The arms are 22" for the upright and 18 for the arm. It really depends on the size of your table I wanted it to have a little more room between the arm and the wire so the hole in the table in not centered but closer to the front in case a needed to cut a large piece of foam. The wire hole on the arm is 1/2 inch in from the end and the screw cleats another 1/2 behind that. I will probably change the cleat screws for a guitar string tunning key. The screws that attach the arm are just normal round head 3 /12" 1/4 20 screws with washers on each end (Hex bolts will work as well). As for the knobs I have seen them at Lowes and Ace hardware. You can also get them from Rockler. The knobs that I used were round knobs just slightly larger that 1" across 1/4 20 size. I am not sure what connector you are referring to but I think you mean the connector between the power supply and the cable with the alligator clips. That is a Radio shack connector see the link below. there is a male and female end. Now to address the possibility of melting the arch holding the wire under the table I was thinking that you can use a small ceramic tile with a hole drilled into it or you may also use the wonder board which is a cement board. A small square of that with a hole drilled into it to sit under the arch. By using a slightly larger hole in the arch the wire will never touch the plastic. So far this has not been the case the plastic has not melted but if it ever does I will add the wonder board or tile. I hope this answers everyone's questions but if not please ask me and I will take more pictures if needed.

Rockler link:

http://www.rockler.com/search_results.cfm?filter=jig+knobs&submit.x=7&submit.y=7

Radio shack connector Male:

http://www.radioshack.com/product/index.jsp?productId=2103448

and Female:

http://www.radioshack.com/product/index.jsp?productId=2103449


----------



## berzerkmonkey

Thanks for the links. And yes, I was referring to the 2 prong molex connectors you were using. Thanks!


----------



## nixie

drool... I'm totally coveting this table!!!


----------



## Aquayne

I made a version of this a few years ago. I scrapped it after melting two wall wart transformers.
You can get the correct wire by breaking apart a fish aquarium heater. Go to a local fish store and ask for a broken one. They usually have some around.


----------



## Garage-Of-Evil

Great work Hprop! It's awesome to see another haunters riff on this, and you really did a kick ass job making that table. Hey, as a quick FYI you should try a gauge .22 wound string. I tried one basically out of desperation after popping some .18s, and lo and behold it worked out perfect. I wouldn't have thought a wound string would work so well, but it really kicks ass.


----------



## hpropman

Cool thanks for the tip and the comment about the table. I really have to add that how to to my site so that you can add a link to it on yours.


----------



## Garage-Of-Evil

Slacker!


----------



## hpropman

guilty as charged


----------



## halstaff

*Foam cutting table done*

I just finished my table using the GOE power box and your table design. Works like a charm! Thanks for the great tutorial and photos. Made putting it together a breeze.


----------



## hpropman

Hey that's great news! How about some pictures?


----------



## halstaff

I used my currently unused portable router table. Worked great but the next one will have a larger work surface.


----------



## hpropman

very cool nicely done!


----------



## fritz42_male

Sameone built one using pegboard - it allowed you to put pegs in to hold stright edges etc. That seems like a good idea too.
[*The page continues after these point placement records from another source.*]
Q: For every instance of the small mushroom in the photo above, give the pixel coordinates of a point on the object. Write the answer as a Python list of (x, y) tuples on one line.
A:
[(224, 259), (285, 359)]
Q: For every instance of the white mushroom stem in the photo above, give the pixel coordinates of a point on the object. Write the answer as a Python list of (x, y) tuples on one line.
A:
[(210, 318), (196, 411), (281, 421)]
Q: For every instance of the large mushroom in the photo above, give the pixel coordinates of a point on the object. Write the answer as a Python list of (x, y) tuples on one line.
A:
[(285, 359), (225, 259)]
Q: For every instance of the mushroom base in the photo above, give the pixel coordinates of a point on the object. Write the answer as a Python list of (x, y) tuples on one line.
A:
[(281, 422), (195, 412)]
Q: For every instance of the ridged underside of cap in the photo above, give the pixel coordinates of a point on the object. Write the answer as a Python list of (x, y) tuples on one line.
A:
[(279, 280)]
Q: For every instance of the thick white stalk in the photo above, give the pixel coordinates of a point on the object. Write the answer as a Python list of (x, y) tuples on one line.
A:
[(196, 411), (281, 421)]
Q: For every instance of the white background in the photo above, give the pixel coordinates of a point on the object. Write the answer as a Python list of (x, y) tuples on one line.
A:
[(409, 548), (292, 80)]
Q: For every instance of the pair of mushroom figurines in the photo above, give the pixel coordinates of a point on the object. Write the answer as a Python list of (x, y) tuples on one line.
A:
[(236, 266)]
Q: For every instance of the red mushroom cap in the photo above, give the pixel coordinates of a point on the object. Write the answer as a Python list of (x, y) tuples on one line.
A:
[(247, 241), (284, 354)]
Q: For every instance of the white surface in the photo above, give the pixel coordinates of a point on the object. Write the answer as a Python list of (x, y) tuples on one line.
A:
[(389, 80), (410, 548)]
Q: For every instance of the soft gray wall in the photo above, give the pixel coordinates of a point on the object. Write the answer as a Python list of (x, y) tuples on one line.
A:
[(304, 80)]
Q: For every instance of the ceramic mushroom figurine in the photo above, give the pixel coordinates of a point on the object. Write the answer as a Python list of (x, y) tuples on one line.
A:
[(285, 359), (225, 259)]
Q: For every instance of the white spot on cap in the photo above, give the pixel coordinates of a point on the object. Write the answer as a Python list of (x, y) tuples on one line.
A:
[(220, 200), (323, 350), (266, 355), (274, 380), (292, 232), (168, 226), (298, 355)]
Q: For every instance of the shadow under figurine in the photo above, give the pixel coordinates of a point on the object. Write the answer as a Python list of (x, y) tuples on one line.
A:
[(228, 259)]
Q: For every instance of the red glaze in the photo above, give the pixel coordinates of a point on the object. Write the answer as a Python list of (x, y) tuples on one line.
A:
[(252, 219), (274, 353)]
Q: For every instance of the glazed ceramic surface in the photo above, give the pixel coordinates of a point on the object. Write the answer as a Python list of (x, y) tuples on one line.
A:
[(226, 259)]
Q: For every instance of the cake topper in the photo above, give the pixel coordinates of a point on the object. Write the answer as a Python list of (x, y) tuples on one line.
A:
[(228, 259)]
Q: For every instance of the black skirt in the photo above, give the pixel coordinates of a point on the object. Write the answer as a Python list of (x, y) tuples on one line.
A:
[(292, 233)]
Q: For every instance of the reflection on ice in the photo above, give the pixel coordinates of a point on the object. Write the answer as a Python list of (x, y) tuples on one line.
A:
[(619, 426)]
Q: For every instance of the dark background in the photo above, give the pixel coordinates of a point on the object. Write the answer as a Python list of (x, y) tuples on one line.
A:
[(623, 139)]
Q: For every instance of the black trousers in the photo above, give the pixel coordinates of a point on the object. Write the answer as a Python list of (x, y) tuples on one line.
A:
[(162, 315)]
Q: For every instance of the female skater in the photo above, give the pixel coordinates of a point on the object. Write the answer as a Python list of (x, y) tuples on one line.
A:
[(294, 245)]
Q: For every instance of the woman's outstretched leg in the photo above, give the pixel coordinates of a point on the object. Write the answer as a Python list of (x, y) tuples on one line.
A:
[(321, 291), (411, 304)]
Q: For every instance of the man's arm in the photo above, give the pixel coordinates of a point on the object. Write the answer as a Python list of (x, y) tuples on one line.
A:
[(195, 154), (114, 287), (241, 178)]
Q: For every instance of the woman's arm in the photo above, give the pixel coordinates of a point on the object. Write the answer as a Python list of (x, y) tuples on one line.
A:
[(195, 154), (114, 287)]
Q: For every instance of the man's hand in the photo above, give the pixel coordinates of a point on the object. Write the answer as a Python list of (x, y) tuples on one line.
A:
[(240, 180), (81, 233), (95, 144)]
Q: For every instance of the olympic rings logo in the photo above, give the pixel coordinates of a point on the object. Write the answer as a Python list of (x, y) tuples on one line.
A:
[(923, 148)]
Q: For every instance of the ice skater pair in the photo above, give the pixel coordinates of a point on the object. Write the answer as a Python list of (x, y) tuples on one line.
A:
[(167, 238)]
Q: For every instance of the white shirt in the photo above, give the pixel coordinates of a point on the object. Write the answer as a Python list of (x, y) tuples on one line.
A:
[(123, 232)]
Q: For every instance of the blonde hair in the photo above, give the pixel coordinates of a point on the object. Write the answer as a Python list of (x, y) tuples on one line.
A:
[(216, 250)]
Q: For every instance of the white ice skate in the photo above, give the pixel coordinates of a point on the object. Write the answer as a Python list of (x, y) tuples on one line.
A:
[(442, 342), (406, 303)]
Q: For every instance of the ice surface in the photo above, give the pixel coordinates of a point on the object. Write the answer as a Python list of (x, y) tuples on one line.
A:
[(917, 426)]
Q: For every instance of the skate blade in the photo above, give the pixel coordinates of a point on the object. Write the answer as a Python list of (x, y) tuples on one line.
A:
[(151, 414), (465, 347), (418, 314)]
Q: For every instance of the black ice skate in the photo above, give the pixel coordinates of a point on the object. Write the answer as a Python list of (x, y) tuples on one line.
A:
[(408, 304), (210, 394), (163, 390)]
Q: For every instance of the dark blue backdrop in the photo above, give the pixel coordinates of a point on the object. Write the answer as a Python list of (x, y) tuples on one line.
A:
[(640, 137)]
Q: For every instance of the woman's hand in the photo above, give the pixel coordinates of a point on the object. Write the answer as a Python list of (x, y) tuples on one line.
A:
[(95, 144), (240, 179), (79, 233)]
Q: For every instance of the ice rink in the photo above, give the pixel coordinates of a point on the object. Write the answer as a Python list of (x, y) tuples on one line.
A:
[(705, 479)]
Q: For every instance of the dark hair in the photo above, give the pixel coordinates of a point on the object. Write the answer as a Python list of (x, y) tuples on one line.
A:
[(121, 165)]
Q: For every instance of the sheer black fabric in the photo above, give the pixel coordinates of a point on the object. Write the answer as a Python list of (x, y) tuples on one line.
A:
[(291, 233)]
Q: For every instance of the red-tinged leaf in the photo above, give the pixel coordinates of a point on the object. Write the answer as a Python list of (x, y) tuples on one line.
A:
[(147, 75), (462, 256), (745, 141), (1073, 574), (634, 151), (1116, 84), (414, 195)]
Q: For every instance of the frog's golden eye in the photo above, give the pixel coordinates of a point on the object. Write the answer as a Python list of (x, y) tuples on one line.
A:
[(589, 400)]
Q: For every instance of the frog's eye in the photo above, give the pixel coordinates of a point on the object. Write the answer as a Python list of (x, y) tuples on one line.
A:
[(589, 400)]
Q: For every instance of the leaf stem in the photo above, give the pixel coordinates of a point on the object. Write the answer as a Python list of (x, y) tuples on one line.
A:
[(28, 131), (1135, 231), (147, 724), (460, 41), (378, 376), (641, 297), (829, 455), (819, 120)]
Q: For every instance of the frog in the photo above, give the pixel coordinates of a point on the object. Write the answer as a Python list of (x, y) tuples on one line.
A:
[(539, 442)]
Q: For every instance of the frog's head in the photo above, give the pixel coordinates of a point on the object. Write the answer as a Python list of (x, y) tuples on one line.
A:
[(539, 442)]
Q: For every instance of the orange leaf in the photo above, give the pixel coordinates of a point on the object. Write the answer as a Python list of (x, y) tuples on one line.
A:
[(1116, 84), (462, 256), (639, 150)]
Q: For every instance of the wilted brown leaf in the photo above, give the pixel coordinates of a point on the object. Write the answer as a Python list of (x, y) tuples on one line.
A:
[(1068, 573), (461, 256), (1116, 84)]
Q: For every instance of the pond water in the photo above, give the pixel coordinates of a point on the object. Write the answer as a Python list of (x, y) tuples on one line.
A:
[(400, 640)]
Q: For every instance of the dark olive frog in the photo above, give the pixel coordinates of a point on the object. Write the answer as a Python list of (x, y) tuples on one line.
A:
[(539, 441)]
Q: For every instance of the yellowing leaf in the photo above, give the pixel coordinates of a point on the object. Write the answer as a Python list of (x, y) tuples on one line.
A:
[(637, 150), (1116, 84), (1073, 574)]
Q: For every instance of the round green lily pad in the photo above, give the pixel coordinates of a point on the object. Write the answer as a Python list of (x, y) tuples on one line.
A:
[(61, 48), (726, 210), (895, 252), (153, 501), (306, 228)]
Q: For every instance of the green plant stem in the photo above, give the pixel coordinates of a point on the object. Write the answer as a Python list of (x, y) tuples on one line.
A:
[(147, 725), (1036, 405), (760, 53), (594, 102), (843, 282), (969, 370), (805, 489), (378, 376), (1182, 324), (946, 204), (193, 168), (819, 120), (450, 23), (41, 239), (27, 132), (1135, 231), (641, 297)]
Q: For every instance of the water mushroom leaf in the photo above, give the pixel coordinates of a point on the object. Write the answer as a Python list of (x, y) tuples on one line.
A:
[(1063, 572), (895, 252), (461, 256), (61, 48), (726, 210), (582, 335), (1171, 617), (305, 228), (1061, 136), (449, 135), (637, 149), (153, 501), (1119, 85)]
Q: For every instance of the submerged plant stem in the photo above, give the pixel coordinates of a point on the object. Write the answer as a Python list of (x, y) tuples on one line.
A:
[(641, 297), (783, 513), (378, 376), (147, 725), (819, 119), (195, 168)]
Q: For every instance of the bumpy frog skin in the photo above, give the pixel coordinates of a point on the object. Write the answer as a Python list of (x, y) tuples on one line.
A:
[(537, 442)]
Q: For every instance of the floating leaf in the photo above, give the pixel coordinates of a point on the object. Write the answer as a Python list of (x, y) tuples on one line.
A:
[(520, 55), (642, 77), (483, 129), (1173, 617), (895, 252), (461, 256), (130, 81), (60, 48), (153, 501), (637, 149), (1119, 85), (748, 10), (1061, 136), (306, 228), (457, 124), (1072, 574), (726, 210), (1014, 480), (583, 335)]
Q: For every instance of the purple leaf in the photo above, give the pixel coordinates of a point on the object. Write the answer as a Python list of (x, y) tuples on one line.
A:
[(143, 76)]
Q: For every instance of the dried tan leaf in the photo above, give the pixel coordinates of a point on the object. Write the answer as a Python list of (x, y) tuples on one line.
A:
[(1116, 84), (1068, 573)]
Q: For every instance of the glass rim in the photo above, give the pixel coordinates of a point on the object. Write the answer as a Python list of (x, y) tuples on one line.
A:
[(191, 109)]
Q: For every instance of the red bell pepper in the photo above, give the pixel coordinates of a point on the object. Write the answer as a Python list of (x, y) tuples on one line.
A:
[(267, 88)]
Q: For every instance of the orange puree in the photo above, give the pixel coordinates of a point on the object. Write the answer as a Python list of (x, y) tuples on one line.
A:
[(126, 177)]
I've got access to masses of 16mm melamine faced chipboard so I'll probably build hpropman's version first.

Hey mate - LOVE the Y cutter!

I also recently bought myself a soldering gun that will be modified to become a foam carver.


----------



## SuperCreep31

that's great! here's another project to put on the 'To-Do' list


----------



## operatingnurse

This looks doable now that you eliminated the need to weld. Not that welding isn't on the long list, but this version gets me through for now. I'm starting today!


----------



## Lunatic

Hpropman, nice tutorial and concept. I love it. Thanks for sharing.


----------



## Granges Grim Ghouls

Thank you for posting the how to. I am making a foam cutter and i love your how to. Great pictures. Thank you.


----------



## BioHazardCustoms

Great how-to. It answered a few questions I have been pondering as far as improving my foam cutting table. Greatly appreciated!


----------



## trachcanman99

Decrepit Desecr8shun said:


> yes you are correct in thinking that the clip will dissipate some of the heat. Not kicking you on the design as I'm trying 2 figure a way around this potential problem myself! Post if you come up w/a solution and I'll do the same as well. Thermal nylon washers are the best thing I've thought of yet,but I'm unwilling to buy a intake manifold heat isolation gasket kit(available 4 Honda cars) for a $100.00 just 2 get 4 washers out of it & make the rest of the parts useless to anyone.:ninja:


 I would say unless you are going to run it all day it won't be an issue, if after a short time of running if the bolt heats up then either use an larger bolt to add mass or go to your local hardware store nut and bolt section and in the pull out drawers look for nylon bushings. Even the big box stores probably sell the bushings in the plumbing supply section. if you can't find nylon bushings just use a piece of heavy wall EMT pipe out of the electrical section of the Box store. I would buy a 2" EMT collar and cut it in half to use to replace that pvc piece, drill the hole to hold the wire like you did on the pvc and mount it to the table same way as you mounted the pvc. you can wrap the emt with tape to insulate it in case someone crawls under the table and touches it while you have the system powered up, just to be safe.


----------